Continue to believe that Cerebras is one of the most underrated companies of our time. It's a dinner-plate sized chip. It actually works. It's actually much faster than anything else for real workloads. Amazing
Continue to believe that Cerebras is one of the most underrated companies of our time. It's a dinner-plate sized chip. It actually works. It's actually much faster than anything else for real workloads. Amazing
I'm fascinated by how the economy is catching up to demand for inference. The vast majority of today's capacity comes from silicon that merely happens to be good at inference, and it's clear that there's a lot of room for innovation when you design silicon for inference from the ground up.
With CapEx going crazy, I wonder where costs will stabilize and what OpEx will look like once these initial investments are paid back (or go bust). The common consensus seems to be that there will be a rug pull and frontier model inference costs will spike, but I'm not entirely convinced.
I suspect it largely comes down to how much more efficient custom silicon is compared to GPUs, as well as how accurately the supply chain is able to predict future demand relative to future efficiency gains.

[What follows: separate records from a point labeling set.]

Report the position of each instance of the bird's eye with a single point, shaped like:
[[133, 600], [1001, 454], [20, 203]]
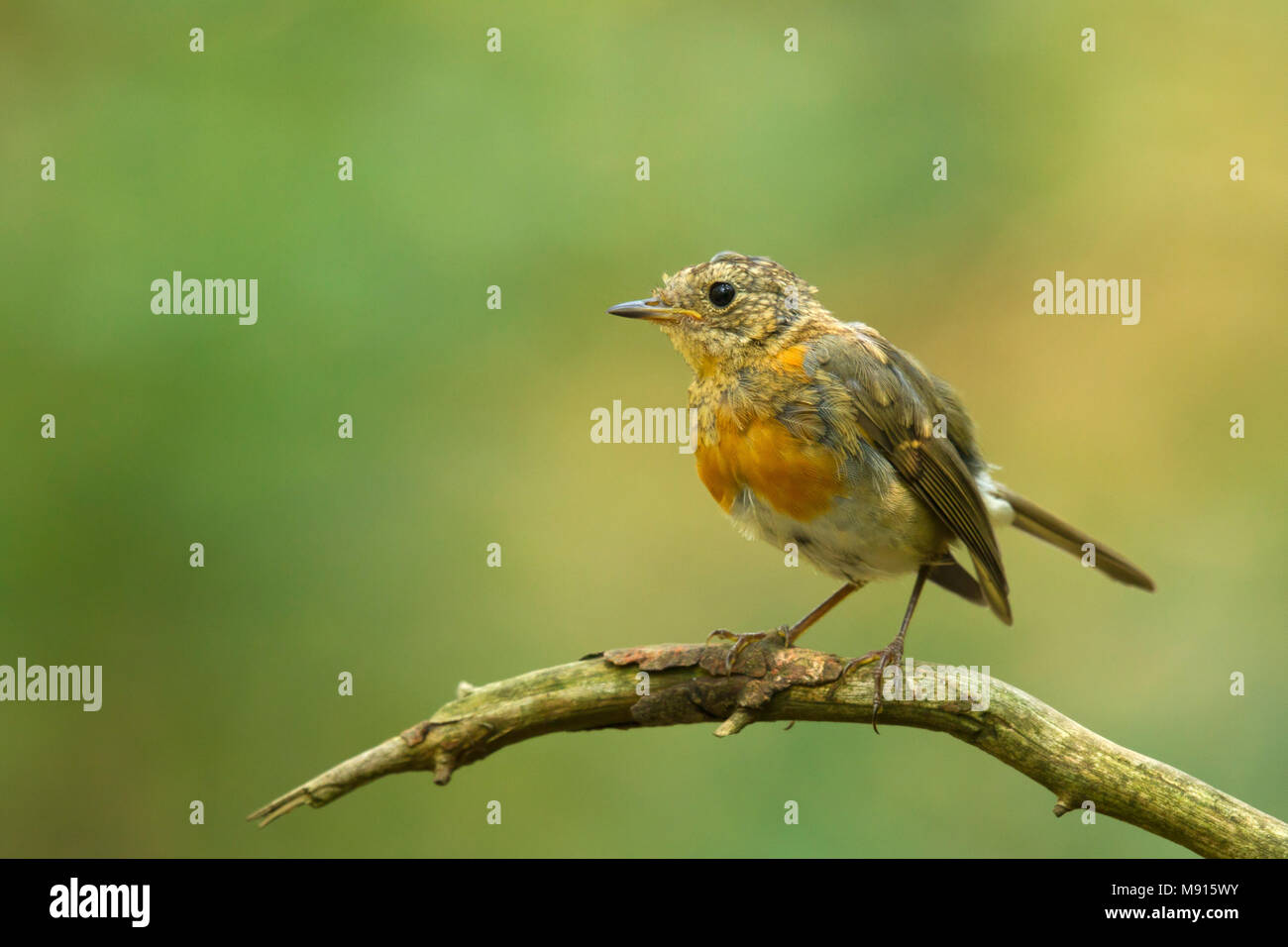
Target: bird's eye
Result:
[[721, 294]]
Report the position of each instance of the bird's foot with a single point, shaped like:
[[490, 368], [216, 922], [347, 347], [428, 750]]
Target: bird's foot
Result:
[[892, 654], [741, 642]]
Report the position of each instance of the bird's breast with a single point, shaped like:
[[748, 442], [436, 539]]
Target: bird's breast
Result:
[[795, 476]]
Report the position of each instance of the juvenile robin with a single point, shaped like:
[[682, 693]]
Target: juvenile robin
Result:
[[822, 433]]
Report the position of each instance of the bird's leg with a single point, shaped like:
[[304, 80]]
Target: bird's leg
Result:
[[832, 602], [893, 652], [739, 642], [789, 633]]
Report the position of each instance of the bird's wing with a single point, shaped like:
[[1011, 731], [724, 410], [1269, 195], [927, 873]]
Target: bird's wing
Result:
[[893, 403]]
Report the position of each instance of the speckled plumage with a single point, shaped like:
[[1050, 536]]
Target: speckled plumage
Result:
[[822, 433]]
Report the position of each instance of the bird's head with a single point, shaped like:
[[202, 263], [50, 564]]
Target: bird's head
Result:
[[728, 309]]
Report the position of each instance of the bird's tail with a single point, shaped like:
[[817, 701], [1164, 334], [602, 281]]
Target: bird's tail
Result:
[[1037, 522]]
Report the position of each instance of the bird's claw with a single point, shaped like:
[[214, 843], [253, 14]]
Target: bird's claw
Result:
[[892, 654], [739, 643]]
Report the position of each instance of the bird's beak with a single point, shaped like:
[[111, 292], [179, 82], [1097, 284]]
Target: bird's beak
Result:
[[652, 309]]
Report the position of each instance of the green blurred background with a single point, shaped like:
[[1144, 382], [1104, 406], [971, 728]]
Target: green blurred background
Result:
[[472, 425]]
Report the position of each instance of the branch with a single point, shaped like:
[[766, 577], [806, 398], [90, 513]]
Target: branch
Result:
[[688, 684]]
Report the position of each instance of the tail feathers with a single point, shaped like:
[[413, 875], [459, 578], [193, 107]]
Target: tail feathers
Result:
[[1037, 522], [949, 575]]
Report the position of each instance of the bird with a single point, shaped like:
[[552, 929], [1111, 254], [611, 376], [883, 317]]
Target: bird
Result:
[[820, 433]]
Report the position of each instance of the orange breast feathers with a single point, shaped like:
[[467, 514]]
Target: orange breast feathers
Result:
[[798, 478]]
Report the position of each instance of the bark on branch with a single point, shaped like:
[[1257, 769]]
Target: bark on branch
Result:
[[688, 684]]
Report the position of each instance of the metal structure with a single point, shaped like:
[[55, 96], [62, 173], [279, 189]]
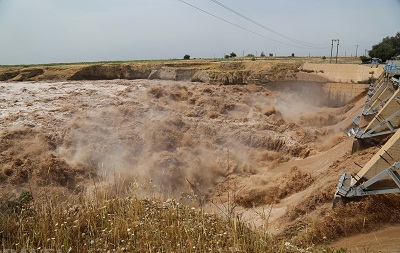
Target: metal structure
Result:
[[380, 117]]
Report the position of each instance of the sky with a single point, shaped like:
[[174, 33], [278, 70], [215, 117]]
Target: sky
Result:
[[60, 31]]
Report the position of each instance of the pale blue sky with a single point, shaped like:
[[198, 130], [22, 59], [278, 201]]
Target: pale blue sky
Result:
[[48, 31]]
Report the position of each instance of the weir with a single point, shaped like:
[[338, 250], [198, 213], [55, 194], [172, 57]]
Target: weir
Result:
[[380, 118]]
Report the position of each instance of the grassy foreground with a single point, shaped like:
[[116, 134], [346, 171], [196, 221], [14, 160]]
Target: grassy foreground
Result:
[[104, 222]]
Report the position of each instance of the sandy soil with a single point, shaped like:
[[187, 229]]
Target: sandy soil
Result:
[[272, 155]]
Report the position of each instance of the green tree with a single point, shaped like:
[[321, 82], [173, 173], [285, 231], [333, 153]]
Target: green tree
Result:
[[388, 48]]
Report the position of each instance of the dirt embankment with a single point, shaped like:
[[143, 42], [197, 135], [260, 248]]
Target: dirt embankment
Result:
[[228, 72]]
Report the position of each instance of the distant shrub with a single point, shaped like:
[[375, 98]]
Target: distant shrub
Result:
[[365, 59]]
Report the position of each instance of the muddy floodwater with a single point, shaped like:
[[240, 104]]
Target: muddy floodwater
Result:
[[273, 147]]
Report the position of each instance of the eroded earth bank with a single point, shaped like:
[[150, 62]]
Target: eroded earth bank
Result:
[[272, 152]]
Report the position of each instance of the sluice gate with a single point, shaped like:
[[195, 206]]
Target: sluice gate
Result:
[[380, 117]]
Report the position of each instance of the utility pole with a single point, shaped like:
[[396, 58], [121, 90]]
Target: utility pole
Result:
[[337, 49]]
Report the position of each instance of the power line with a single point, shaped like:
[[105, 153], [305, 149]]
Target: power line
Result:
[[263, 26], [243, 28]]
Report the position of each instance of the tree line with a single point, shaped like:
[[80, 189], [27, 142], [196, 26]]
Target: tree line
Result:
[[387, 49]]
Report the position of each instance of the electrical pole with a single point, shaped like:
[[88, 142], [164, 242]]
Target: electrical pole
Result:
[[337, 49]]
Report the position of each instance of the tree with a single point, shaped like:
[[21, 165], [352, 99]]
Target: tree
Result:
[[388, 48]]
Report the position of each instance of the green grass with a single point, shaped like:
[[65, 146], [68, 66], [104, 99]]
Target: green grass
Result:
[[107, 222]]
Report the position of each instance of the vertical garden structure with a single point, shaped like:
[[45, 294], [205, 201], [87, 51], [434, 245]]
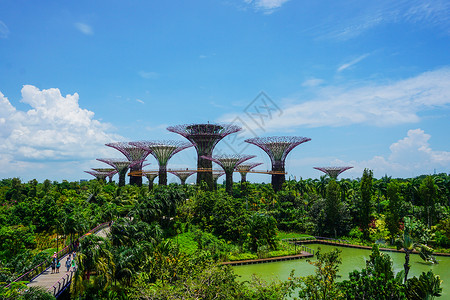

To me, it is not at all obvious what will happen. I don't see any reason why a rug pull is any more or less likely than today's supply chain over-estimating tomorrow's capacity needs, and creating a hardware (and maybe energy) surplus in 5-10 years.
Nvidia seems cooked.
Google is crushing them on inference. By TPUv9, they could be 4x more energy efficient and cheaper overall (even if Nvidia cuts their margins from 75% to 40%).
Cerebras will be substantially better for agentic workflows in terms of speed.
And if you don't care as much about speed and only cost and energy, Google will still crush Nvidia.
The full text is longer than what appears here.